No matter if you have a white, brown or green holiday season, with the calendar flipping to December people all over the world are looking to break out their trusty plastic tree or are grabbing a permit in order to hunt down the perfect Charlie Brown tree for their home.
If you’re like us – and if you’re reading this, you probably are – and you’ve been wondering whether a reusable plastic tree that you can break out year after year is a more eco-friendly than a real tree, we’ve got your answer. The great people over at The New York Times published a fantastic summary of your Christmas tree options, we’ve shared some of that below for you to check out.
If you go with a real tree, don’t feel bad about cutting it down for the holiday. If you live in Canada or the United States, Parks provide permits for a certain number of trees that are able to be cut down. They’ve taken these trees into account for within their forest management strategies. As far as buying your real Christmas tree?
“A five- or six-foot tree takes just under a decade to grow, and once it’s cut down, the farmer will generally plant at least one in its place. The trees provide many benefits to the environment as they grow, cleaning the air and providing watersheds and habitats for wildlife. They grow best on rolling hills that are often unsuitable for other crops and, of course, they are biodegradable.” – The New York Times
If you already own plastic, reusable Christmas trees and you’re wondering: “does having a reusable tree lessen your economic impact?” The answer?
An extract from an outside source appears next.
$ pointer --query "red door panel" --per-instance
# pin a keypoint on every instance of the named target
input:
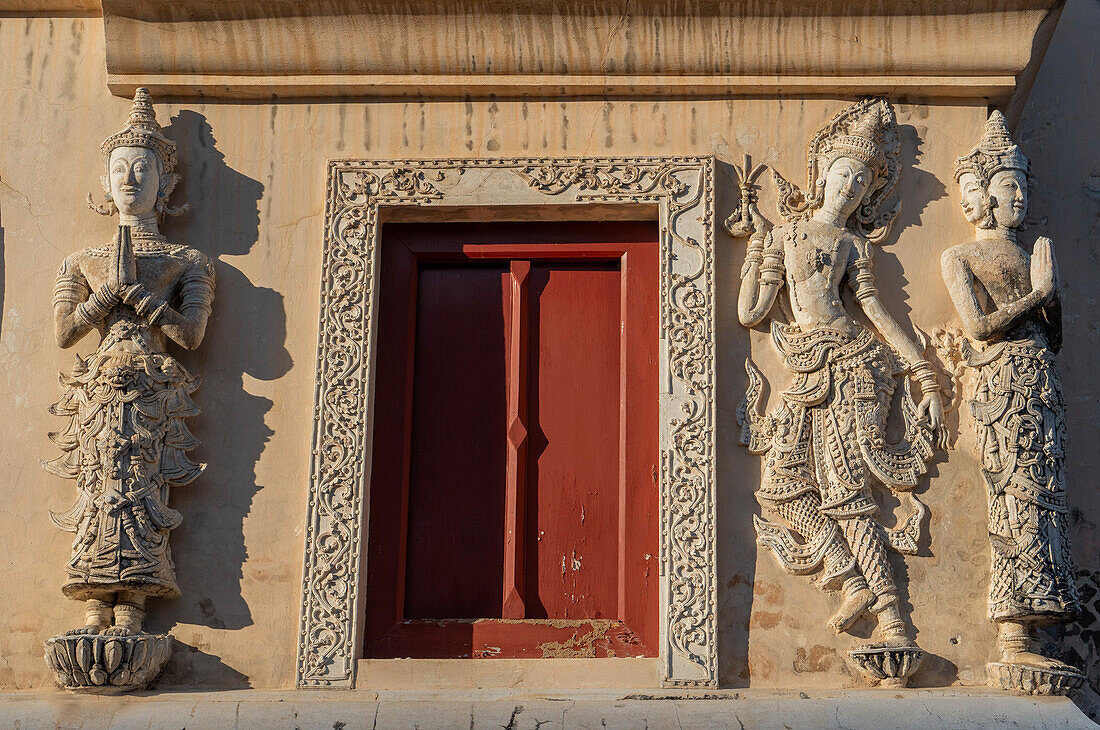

Maybe. Most artificial trees are made of PVC and steel in China and shipped to the United States — and eventually sent to a landfill. So while that doesn’t sound very eco-friendly, they’ve conducted a study which states:
“The ACTA claims the environmental impact is lower than that of a real tree if you use the artificial tree for five or more years. The group argues that getting a new, real tree each year — and possibly disposing of it in a landfill at the end of the season — has a bigger impact on greenhouse gas emissions, water and energy use, and other areas than a reused artificial tree does.” – The New York Times
Keep in mind that this study was undertaken on the ACTA’s behalf by WAP Sustainability Consulting.
Ultimately, the greenest Christmas tree you can get would be one that’s real, local and one that you compost after the holidays. Lots of cities have composting programs where you ensure your tree gives new life to other growing things! Look on your local municipal government website to see if they have a Christmas tree compost program or cut your tree down yourself and add it to your own compost pile!